Al fine di trovare una soluzione, sulla scorta di realtà di altri Paesi, la norma prova a immaginare che anche nel nostro Paese – in America sono ormai milioni di famiglie – vi siano quartieri e aree in cui tali beni e servizi a interesse diffuso non siano forniti da un soggetto pubblico ma da privati.

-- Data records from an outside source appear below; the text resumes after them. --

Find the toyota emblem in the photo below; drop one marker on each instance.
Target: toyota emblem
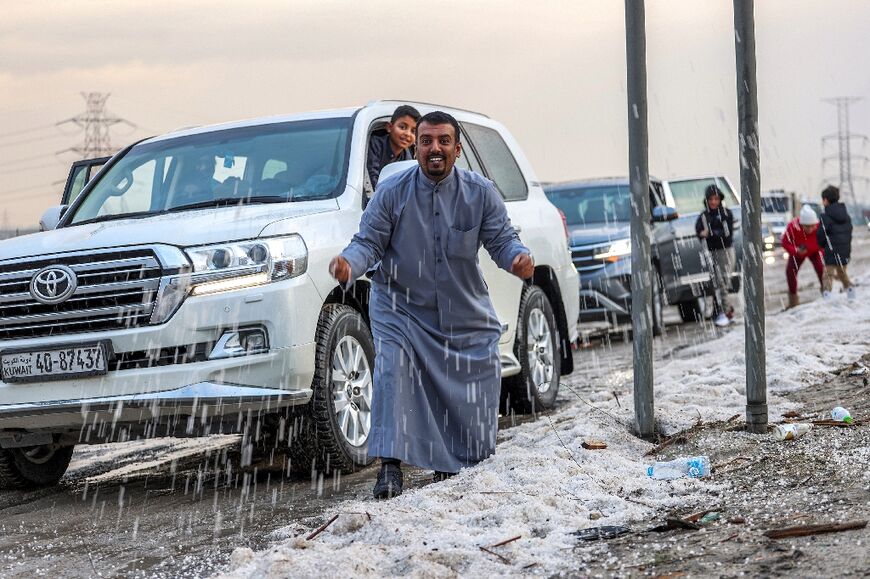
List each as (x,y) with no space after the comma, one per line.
(53,284)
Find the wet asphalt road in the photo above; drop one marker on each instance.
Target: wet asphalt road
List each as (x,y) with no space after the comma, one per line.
(179,507)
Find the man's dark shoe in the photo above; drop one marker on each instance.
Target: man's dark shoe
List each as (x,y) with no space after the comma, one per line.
(442,476)
(389,483)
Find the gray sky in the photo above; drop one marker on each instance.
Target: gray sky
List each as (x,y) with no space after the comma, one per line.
(552,71)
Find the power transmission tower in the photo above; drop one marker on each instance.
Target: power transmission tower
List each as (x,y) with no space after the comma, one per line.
(96,122)
(844,155)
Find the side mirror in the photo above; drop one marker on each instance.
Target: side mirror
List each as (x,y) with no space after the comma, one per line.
(51,217)
(662,213)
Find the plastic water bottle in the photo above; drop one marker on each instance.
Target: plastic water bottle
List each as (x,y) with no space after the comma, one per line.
(692,467)
(840,414)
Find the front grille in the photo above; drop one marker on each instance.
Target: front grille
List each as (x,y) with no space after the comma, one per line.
(116,290)
(582,255)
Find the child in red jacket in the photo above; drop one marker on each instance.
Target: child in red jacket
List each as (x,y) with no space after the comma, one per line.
(800,242)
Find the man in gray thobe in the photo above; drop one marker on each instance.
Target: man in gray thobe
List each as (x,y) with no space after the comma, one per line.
(437,376)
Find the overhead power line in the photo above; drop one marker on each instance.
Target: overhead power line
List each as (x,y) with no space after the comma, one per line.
(844,156)
(96,122)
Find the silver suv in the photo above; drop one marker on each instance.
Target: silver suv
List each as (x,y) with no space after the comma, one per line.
(185,292)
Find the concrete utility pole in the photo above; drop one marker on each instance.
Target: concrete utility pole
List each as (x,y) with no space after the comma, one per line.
(638,164)
(750,191)
(96,122)
(844,156)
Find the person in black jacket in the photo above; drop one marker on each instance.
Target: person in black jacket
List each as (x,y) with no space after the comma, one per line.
(396,145)
(835,238)
(715,225)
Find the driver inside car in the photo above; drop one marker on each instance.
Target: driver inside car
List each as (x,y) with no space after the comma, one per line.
(199,184)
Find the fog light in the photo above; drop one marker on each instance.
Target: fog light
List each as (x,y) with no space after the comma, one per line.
(240,342)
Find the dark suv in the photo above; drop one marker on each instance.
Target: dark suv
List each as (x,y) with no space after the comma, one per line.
(598,213)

In qualche caso già ora questo è possibile: come in parte è avvenuto a Milano Due o all’Olgiata. Simili spazi di autogoverno potranno però svilupparsi e crescere solo se quanti usufruiscono dei servizi non saranno costretti a pagare due volte: finanziando l’iniziativa (privata) di cui usufruiscono e anche quella (pubblica) a cui non sono interessati. Se insomma vivo in un condominio indipendente che ha proprie biblioteche e centri sportivi, che cura da sé il verde e fa la manutenzione delle strade, è giusto che quanto meno abbia una riduzione delle imposte locali, dato che l’ente pubblico non deve sostenere oneri.